The advantage of channels over normal response is that they are asynchronous, and this exactly what Kafka is about. For example, instead of waiting for a message to appear in the channel, you can continue async processing using map:

map(response -> do_smth(response), channel)

Kafka supports many kinds of workflows. Three most different examples are built-in consumer groups which allow to read all topics from several machines and automatically coordinate offsets, Apache Storm which processes messages asynchronously as they arrive and Apache Spark that handles messages in batches. Kafka.jl doesn’t assume any specific workflow, but instead provides flexibility to build any of them. The downside of the current approach is that only relatively low-level API is provided.

Do you have a specific task at hand? If you describe it, I’ll try to come up with the best soution for you and maybe add it to Kafka.jl as a more high-level API.


#3

HI Andrei, Thank you so much for your support, I’ve discovered that it might be the case with Kafka version - on 0.10 Kafka.jl works very nice, but I have a problem on 0.9. Do you know if Kafka.jl works on earlier releases of Kafka?

Thanks !


#4

Do you mean the code you have posted in your first message? As I’ve told this is the wrong usage of the API, and if it works for Kafka 0.10, it should be a coincidence. What do you try to achieve?


#5

Hi, here is my code I use now:

using Kafka

kc = KafkaClient("host", 6667)
md_channel = metadata(kc, ["topic"])
md = take!(md_channel)
start_offset = take!(earliest_offset(kc, "topic", 0))             

for each in take!(fetch(kc, "topic", 0, start_offset))
            println(each)
            start_offset = (take!(latest_offset(kc, "topic", 0)))
 end

and it works perfectly on cluster with Kafka v 0.10, but does not on another cluster with Kafka 0.9, so that’s why I was wondering whether it’s because of Kafka version.


#6

Ah, I see. First of all, a quick reminder of what Kafka is made of.

Apache Kafka keeps data in topics, where each topic is split into a set of partitions. Roughly speaking, each partition is a file consisting of a long list of messages, each with a unique offset.

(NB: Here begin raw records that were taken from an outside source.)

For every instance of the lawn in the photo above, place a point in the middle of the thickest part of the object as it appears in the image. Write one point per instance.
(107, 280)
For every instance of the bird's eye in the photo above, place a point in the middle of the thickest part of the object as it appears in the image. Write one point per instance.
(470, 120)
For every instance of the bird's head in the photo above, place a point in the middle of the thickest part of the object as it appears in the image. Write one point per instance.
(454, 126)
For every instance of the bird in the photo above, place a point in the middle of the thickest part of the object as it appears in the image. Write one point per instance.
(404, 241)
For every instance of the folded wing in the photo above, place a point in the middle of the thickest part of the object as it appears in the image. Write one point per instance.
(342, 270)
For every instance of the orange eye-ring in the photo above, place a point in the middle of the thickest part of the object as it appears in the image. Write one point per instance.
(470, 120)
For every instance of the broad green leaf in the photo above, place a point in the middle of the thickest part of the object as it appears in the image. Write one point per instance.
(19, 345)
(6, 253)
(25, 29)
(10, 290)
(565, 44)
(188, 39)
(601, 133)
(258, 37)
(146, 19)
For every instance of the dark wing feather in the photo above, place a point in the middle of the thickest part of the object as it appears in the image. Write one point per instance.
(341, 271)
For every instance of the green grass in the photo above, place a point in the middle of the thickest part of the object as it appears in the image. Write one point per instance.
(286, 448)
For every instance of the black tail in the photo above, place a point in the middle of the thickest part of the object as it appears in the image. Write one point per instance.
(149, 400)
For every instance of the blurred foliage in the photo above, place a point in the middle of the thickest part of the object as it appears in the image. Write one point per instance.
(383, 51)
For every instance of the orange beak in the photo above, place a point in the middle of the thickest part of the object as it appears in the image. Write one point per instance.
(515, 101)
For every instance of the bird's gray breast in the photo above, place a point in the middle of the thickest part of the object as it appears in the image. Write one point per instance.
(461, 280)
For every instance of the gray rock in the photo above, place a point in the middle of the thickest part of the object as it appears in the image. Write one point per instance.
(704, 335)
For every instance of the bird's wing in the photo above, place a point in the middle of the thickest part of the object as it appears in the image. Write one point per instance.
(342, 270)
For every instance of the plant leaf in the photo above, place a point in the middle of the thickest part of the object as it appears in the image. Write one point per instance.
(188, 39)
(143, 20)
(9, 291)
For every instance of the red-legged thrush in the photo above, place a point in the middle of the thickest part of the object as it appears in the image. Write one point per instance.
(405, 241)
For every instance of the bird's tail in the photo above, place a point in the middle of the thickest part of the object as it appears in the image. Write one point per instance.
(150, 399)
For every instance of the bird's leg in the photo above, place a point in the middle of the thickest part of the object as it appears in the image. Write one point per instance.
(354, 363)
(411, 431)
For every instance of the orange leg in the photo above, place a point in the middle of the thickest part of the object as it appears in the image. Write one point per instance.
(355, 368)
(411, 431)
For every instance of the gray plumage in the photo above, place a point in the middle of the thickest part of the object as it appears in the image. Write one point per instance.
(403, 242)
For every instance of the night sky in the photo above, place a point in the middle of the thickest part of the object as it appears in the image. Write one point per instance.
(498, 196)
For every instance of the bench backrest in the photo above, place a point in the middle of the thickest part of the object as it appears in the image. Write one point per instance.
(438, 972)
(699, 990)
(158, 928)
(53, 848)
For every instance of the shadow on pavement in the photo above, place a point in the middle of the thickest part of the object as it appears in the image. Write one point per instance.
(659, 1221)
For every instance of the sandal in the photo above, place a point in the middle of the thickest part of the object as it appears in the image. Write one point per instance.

Unlike most other queues, Kafka doesn’t remove messages from topics when all consumers have read them. In fact, in its core, Kafka doesn’t know about consumers at all. Instead, Kafka removes messages after a preconfigured rotation period, and consumers themselves are responsible for keeping track of offsets. If consumer stops and doesn’t read anything from Kafka for longer than rotation period, It’s consumer’s problem - Kafka doesn’t even have a way to check if a consumer is up to date.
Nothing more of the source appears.